Banco Central exige nome e CPF de quem sacar mais de R$ 2 mil

O alvo é apertar o cerco contra os políticos e pessoas politicamente expostas que podem se utilizar do sistema financeiro para desviar dinheiro.

Gil Sobreira
Teresina

Começaram a valer, desde 1° de julho, às novas regras para a prevenção e o combate à lavagem de dinheiro, editadas pelo Banco Central. O alvo é apertar o cerco contra os políticos e pessoas politicamente expostas que podem se utilizar do sistema financeiro para desviar dinheiro.

Com as novas regras, quem precisar sacar mais de R$ 2 mil tem que deixar o nome e o CPF registrados no banco e para retiradas ou depósitos em dinheiro vivo superiores a R$ 50 mil, as instituições financeiras deverão registrar também os documentos do proprietário dos recursos e questionar a origem ou a finalidade do dinheiro.

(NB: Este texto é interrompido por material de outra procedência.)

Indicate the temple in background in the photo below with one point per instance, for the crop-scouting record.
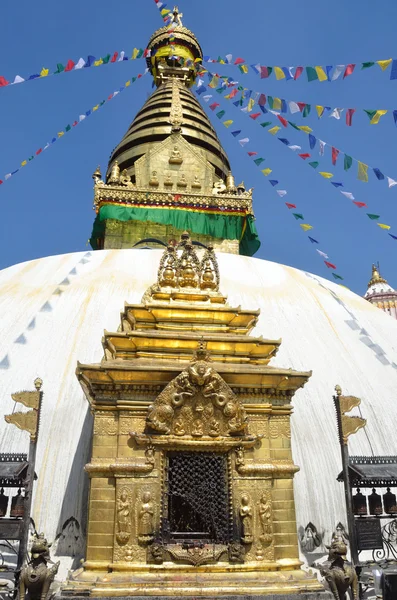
(381, 294)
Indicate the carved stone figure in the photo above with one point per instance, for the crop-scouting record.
(146, 518)
(36, 577)
(339, 575)
(265, 518)
(246, 520)
(123, 517)
(176, 157)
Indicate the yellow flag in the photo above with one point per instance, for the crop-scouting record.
(384, 63)
(276, 103)
(305, 128)
(320, 110)
(377, 116)
(321, 74)
(362, 173)
(279, 73)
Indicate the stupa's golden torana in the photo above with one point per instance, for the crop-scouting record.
(191, 475)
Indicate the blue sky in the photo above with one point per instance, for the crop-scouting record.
(47, 207)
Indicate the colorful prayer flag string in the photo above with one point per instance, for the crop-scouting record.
(69, 127)
(258, 160)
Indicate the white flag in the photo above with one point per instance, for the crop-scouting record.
(391, 182)
(336, 113)
(338, 70)
(348, 195)
(293, 107)
(322, 254)
(80, 63)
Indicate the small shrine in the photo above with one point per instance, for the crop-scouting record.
(191, 470)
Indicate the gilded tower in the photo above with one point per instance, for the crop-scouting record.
(170, 173)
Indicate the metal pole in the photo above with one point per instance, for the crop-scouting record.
(346, 483)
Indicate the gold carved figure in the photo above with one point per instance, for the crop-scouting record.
(146, 518)
(123, 517)
(176, 157)
(246, 520)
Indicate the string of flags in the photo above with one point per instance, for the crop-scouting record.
(249, 99)
(69, 127)
(312, 73)
(267, 171)
(305, 156)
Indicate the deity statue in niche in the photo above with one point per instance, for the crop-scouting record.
(145, 518)
(123, 517)
(176, 157)
(246, 519)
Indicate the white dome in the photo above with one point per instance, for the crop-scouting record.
(54, 311)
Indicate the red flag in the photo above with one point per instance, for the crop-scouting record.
(282, 120)
(298, 72)
(349, 70)
(69, 65)
(264, 72)
(349, 116)
(262, 100)
(335, 154)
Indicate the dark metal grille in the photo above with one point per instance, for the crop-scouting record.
(198, 497)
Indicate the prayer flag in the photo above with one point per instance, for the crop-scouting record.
(362, 173)
(384, 63)
(347, 162)
(298, 72)
(321, 74)
(349, 116)
(335, 154)
(349, 70)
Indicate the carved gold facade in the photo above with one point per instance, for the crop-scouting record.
(190, 423)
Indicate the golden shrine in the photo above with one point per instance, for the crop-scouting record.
(191, 470)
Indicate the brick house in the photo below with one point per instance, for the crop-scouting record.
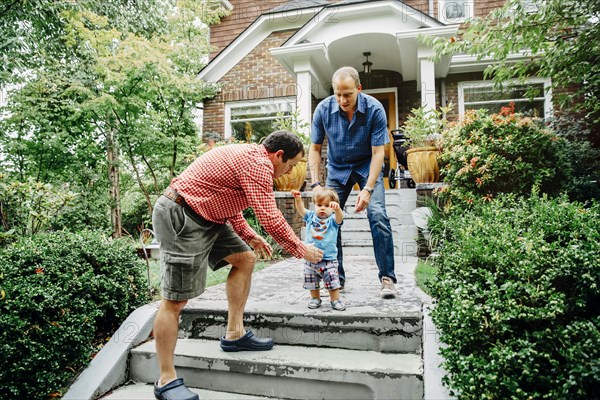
(278, 57)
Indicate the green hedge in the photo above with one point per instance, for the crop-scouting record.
(487, 155)
(60, 295)
(518, 290)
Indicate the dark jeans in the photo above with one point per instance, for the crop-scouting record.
(381, 230)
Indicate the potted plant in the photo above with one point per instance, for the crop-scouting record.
(422, 130)
(294, 180)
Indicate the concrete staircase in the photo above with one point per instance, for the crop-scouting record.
(373, 350)
(356, 233)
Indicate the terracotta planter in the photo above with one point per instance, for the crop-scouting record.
(422, 164)
(293, 180)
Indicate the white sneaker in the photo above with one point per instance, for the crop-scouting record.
(388, 289)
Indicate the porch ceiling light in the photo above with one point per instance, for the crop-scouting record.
(367, 64)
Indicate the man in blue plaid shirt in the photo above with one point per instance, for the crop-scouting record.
(356, 129)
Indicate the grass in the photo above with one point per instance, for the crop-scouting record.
(425, 273)
(212, 277)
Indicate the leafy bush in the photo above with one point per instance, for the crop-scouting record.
(28, 207)
(60, 293)
(254, 224)
(486, 155)
(518, 290)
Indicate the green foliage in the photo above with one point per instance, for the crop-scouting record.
(293, 123)
(564, 33)
(581, 159)
(423, 127)
(425, 274)
(60, 294)
(254, 224)
(486, 155)
(517, 291)
(27, 208)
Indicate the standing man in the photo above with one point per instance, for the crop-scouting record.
(356, 128)
(199, 223)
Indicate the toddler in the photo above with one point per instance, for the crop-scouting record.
(322, 226)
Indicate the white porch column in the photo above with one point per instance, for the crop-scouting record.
(303, 99)
(426, 79)
(303, 92)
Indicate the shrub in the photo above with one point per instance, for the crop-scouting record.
(486, 155)
(60, 293)
(518, 289)
(28, 207)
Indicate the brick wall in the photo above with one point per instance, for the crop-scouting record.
(257, 76)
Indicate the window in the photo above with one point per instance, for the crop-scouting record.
(252, 121)
(530, 6)
(482, 95)
(455, 11)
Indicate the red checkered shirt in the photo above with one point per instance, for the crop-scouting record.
(226, 180)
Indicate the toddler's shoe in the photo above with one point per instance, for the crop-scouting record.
(338, 305)
(248, 342)
(314, 303)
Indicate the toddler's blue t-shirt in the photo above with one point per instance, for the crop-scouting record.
(322, 233)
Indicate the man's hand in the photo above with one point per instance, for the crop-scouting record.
(313, 254)
(261, 247)
(362, 201)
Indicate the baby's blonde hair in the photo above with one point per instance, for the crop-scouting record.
(325, 194)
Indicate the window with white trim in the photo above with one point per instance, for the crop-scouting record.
(534, 97)
(251, 121)
(455, 11)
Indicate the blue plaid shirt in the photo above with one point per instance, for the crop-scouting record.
(349, 142)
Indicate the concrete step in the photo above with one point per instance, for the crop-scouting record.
(359, 329)
(291, 372)
(394, 194)
(402, 206)
(402, 219)
(365, 247)
(145, 391)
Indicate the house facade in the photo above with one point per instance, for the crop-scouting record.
(275, 59)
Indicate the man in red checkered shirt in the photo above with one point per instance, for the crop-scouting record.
(199, 224)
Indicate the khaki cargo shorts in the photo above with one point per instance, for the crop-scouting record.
(188, 245)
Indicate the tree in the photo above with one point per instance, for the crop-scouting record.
(560, 37)
(145, 90)
(126, 70)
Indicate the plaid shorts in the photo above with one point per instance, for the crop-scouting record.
(325, 270)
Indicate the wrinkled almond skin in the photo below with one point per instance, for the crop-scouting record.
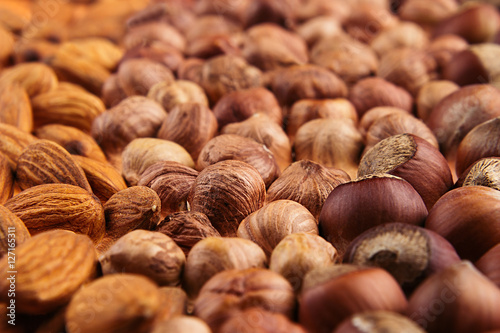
(62, 206)
(114, 303)
(46, 162)
(103, 178)
(71, 107)
(16, 107)
(50, 267)
(74, 140)
(6, 179)
(10, 222)
(136, 207)
(12, 143)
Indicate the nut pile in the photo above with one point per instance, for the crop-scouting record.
(321, 166)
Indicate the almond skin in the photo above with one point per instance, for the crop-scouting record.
(50, 269)
(62, 206)
(45, 162)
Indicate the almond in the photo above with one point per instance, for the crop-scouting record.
(50, 267)
(12, 143)
(16, 107)
(11, 224)
(61, 206)
(71, 107)
(45, 162)
(114, 303)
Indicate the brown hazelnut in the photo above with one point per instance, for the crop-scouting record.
(476, 22)
(345, 56)
(408, 68)
(373, 92)
(430, 94)
(413, 159)
(190, 125)
(262, 129)
(147, 253)
(331, 294)
(305, 81)
(269, 46)
(473, 211)
(234, 290)
(227, 192)
(441, 301)
(237, 147)
(355, 206)
(330, 142)
(316, 183)
(378, 322)
(170, 94)
(305, 110)
(212, 255)
(482, 141)
(239, 105)
(187, 228)
(298, 253)
(410, 253)
(141, 153)
(172, 181)
(268, 225)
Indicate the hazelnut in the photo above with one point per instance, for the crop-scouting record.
(449, 291)
(237, 147)
(268, 225)
(171, 94)
(239, 105)
(355, 206)
(481, 141)
(372, 92)
(230, 291)
(473, 210)
(316, 183)
(330, 142)
(227, 192)
(212, 255)
(190, 125)
(148, 253)
(413, 159)
(262, 129)
(141, 153)
(172, 181)
(298, 253)
(187, 228)
(331, 294)
(410, 253)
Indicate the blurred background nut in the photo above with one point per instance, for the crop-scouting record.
(62, 206)
(308, 183)
(268, 225)
(333, 143)
(230, 291)
(191, 125)
(298, 253)
(212, 255)
(187, 228)
(148, 253)
(135, 207)
(240, 105)
(172, 181)
(113, 303)
(8, 222)
(51, 267)
(170, 94)
(227, 192)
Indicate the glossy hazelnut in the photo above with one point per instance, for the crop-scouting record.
(358, 205)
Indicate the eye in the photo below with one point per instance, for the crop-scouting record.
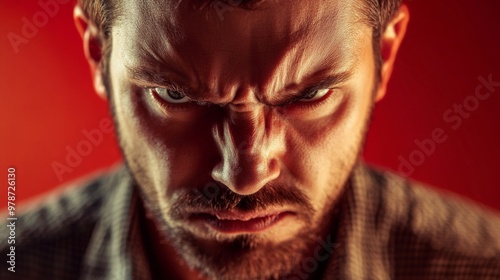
(315, 95)
(170, 96)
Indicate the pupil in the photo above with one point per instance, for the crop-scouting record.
(311, 95)
(175, 94)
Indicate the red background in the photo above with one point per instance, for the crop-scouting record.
(47, 99)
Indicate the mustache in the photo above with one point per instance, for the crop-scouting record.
(218, 197)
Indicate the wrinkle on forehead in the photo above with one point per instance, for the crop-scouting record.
(261, 50)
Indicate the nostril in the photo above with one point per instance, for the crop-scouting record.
(248, 177)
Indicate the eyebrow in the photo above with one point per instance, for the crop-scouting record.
(161, 76)
(311, 85)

O Banco Central também ampliou a relação de pessoas consideradas expostas politicamente e que precisam ser acompanhadas para a descoberta de eventuais irregularidades. A partir de agora, deputados estaduais, vereadores e integrantes de conselhos superiores e seus respectivos parentes, até segundo grau, passarão a ser acompanhados de forma mais ativa e suas contas analisadas mais detalhadamente.

O objetivo das novas regras é atender as normas e legislação de adesão à OCDE (Organização para a Cooperação e Desenvolvimento Econômico).